Record good training data

Most "my model doesn't work" reports come down to bad training data, not bad modelling. The framework can't compensate for a one-click recording any more than scikit-learn can. This page covers what cycle-style recording is, why it matters, and how to verify your data before training.

The failure mode

A typical first run looks like this:

  1. Click Record → click Rest → wait → click Fist → click Stop.
  2. Repeat for two more sessions.
  3. Tick all three sessions in session_manager, click Train.
  4. Click Predict. Hand barely moves. Confidence numbers are mediocre. Single classes get confused with each other.

Each session above has exactly two label events (Rest, Fist) with maybe 3-5 seconds of data total.
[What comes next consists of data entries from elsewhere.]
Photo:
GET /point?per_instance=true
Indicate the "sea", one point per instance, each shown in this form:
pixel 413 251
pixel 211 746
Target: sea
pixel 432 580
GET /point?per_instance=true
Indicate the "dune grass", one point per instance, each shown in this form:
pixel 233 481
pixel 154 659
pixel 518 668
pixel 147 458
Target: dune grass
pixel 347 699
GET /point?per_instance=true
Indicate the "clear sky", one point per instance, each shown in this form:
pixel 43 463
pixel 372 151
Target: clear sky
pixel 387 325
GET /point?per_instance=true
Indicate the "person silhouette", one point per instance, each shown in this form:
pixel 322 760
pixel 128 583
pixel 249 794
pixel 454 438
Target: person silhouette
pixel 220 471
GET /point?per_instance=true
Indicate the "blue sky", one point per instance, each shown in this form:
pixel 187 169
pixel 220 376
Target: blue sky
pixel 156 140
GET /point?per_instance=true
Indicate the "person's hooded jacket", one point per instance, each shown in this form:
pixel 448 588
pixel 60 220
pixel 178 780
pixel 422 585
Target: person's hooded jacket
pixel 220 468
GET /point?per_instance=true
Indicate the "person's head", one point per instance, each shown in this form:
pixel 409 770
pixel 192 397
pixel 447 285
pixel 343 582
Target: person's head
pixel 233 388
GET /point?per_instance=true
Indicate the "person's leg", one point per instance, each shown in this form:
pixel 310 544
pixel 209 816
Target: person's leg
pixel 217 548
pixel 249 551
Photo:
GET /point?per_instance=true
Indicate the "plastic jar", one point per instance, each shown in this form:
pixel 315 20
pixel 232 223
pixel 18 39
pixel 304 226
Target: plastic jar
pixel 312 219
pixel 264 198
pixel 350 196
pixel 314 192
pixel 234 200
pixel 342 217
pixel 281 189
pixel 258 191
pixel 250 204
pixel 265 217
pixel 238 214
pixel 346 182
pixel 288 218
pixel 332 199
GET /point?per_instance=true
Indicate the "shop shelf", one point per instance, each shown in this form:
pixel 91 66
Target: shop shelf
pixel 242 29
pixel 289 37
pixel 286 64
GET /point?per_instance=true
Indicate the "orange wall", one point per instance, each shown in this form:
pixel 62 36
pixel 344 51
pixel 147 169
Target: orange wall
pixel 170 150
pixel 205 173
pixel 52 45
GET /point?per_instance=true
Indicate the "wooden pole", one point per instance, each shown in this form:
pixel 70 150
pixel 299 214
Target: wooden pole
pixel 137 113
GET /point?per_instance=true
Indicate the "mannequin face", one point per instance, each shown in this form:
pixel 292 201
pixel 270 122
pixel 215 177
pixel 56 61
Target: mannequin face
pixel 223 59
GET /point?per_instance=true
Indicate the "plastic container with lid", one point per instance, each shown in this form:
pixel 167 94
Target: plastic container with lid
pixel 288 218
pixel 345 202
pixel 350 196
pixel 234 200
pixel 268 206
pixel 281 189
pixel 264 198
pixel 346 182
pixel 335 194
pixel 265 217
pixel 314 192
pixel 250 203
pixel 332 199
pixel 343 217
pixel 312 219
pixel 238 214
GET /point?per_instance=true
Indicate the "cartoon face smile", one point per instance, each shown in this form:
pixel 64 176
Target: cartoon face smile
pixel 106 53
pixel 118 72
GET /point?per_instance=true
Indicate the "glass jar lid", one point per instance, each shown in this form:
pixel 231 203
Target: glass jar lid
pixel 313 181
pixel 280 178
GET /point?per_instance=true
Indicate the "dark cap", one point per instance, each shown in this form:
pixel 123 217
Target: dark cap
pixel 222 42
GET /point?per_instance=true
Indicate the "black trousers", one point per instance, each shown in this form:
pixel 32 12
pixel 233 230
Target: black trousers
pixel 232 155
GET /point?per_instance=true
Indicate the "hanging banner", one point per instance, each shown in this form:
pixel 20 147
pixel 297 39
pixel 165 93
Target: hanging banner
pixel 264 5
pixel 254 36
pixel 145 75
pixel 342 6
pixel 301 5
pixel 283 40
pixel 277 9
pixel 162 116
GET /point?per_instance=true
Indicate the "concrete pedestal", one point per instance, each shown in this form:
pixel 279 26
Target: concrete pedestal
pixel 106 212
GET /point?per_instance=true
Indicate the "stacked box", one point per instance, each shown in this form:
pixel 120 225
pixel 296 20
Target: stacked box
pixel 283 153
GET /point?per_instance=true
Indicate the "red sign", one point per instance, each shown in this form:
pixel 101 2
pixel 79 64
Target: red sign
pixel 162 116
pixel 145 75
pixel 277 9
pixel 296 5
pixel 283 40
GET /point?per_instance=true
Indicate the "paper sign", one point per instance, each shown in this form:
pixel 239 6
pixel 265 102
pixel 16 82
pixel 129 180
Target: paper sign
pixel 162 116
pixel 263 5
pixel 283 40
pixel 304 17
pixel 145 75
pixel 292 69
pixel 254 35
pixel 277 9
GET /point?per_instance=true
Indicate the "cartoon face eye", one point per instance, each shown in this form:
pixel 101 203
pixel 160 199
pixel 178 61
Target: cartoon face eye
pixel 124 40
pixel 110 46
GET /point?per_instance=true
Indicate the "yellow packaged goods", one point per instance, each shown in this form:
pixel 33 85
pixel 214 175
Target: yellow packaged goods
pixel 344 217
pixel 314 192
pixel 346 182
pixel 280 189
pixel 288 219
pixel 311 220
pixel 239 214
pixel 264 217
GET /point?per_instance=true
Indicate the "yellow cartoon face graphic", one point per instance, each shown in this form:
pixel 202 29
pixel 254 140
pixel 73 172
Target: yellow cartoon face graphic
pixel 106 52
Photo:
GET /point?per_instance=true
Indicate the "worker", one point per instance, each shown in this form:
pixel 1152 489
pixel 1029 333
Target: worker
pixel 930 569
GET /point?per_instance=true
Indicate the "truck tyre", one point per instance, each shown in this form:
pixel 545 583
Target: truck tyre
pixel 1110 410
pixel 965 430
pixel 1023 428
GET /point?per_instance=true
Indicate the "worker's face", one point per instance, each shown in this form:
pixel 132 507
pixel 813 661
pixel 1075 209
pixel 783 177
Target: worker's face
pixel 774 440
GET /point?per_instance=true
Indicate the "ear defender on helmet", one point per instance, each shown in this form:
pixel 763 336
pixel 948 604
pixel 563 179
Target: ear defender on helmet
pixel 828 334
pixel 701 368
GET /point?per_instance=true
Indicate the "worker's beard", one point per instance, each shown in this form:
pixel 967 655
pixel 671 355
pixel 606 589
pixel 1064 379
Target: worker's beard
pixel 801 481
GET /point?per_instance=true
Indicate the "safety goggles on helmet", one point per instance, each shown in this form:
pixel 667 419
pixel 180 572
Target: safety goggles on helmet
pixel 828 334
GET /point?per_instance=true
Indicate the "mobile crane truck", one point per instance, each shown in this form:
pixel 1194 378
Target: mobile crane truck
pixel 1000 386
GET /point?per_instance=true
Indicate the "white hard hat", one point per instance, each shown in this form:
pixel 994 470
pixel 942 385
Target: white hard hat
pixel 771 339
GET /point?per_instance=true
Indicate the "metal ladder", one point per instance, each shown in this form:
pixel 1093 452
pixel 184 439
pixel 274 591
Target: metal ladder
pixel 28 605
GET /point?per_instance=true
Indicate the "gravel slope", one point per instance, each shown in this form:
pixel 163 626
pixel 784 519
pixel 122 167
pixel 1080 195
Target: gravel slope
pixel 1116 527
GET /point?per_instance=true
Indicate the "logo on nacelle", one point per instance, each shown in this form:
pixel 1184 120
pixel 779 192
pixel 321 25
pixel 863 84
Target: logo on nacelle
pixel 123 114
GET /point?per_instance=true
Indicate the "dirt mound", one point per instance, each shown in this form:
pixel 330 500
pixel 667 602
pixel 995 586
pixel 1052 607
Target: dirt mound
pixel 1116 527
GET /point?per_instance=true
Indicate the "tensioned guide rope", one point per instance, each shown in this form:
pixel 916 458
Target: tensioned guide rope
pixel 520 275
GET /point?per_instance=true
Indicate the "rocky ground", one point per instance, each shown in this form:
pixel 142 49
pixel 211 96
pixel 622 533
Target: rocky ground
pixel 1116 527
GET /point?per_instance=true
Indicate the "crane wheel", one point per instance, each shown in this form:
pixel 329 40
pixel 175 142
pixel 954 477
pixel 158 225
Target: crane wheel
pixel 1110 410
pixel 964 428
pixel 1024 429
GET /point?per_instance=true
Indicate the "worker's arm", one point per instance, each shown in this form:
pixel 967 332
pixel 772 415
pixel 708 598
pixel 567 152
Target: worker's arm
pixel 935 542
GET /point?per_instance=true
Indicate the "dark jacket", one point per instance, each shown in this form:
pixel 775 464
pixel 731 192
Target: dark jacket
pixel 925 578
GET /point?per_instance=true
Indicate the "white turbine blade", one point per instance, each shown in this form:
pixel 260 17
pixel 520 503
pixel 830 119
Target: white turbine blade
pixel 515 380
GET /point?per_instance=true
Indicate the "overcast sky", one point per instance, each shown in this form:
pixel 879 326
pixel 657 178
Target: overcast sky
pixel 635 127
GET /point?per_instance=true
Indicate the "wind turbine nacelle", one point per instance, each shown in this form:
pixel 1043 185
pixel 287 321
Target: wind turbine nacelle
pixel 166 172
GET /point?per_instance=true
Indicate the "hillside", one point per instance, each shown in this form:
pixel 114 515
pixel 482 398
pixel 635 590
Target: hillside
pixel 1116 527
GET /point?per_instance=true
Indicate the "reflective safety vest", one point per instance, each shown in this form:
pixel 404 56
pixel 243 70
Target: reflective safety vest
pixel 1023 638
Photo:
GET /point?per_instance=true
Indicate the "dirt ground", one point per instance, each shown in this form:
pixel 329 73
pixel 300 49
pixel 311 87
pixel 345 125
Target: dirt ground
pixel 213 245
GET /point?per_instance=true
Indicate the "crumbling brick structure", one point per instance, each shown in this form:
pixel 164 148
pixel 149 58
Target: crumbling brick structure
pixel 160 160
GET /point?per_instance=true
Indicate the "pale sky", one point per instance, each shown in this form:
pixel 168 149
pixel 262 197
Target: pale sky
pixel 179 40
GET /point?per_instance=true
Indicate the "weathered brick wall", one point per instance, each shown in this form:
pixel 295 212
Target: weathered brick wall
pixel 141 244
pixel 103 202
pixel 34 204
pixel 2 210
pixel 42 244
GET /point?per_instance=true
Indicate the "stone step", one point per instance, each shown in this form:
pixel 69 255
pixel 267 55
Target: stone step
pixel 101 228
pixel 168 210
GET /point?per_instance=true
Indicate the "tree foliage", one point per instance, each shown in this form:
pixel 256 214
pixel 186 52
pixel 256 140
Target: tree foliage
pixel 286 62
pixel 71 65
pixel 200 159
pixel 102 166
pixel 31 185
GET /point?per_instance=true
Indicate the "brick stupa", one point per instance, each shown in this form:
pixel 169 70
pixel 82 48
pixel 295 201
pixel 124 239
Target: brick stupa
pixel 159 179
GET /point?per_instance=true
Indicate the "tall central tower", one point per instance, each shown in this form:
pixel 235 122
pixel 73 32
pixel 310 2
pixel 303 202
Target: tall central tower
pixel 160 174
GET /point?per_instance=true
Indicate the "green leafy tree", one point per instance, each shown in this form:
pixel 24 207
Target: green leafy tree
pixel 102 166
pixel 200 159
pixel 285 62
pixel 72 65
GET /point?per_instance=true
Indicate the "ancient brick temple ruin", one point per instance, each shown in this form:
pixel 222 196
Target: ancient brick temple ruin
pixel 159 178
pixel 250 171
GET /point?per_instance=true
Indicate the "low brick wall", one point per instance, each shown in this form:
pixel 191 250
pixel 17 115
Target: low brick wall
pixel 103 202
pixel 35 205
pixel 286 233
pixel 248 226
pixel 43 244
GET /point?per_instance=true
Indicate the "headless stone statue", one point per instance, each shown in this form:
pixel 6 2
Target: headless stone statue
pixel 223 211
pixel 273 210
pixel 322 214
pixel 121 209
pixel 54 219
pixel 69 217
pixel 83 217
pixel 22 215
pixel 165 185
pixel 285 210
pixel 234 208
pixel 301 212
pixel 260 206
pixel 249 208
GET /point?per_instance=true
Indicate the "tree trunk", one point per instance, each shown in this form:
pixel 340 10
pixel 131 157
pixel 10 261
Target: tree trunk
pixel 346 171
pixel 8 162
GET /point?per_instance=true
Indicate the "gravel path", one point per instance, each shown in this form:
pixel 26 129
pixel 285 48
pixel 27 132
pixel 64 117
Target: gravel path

After framework processing, classification models see one window per class - far less than CatBoost / sklearn / etc. need, and the first segment is dropped anyway (the framework's "skip first" heuristic - it's usually onset noise).

Cycle-style recording

Instead, do this in one Record→Stop session:

[Record]
  [Rest]   3 s   "rest"
  [Fist]   3 s   "first activation"
  [Rest]   3 s
  [Fist]   3 s   "second activation"
  [Rest]   3 s
  [Fist]   3 s   "third activation"
  [Rest]   3 s
[Stop]

That's eight button clicks, ~24 seconds of data, in one session. After framework processing, classification models see ~12-15 overlapping windows per class (with the default WIN_SECONDS=0.2, HOP_SECONDS=0.1) - enough for the model to actually generalise.

How many cycles

Rough rules of thumb:

Model Minimum Comfortable
Classification (CatBoost / sklearn / XGBoost) 1 session × 5 cycles = 5-7 windows/class 3 sessions × 5 cycles = 15-25 windows/class
Regression (iter_aligned_windows) 1 session × 60 s of continuous motion 3 sessions × 60 s

The "comfortable" column is the regime where models start performing within a few percent of their best-case on synthetic data. Add more if your hardware is noisy or if you want robustness across days.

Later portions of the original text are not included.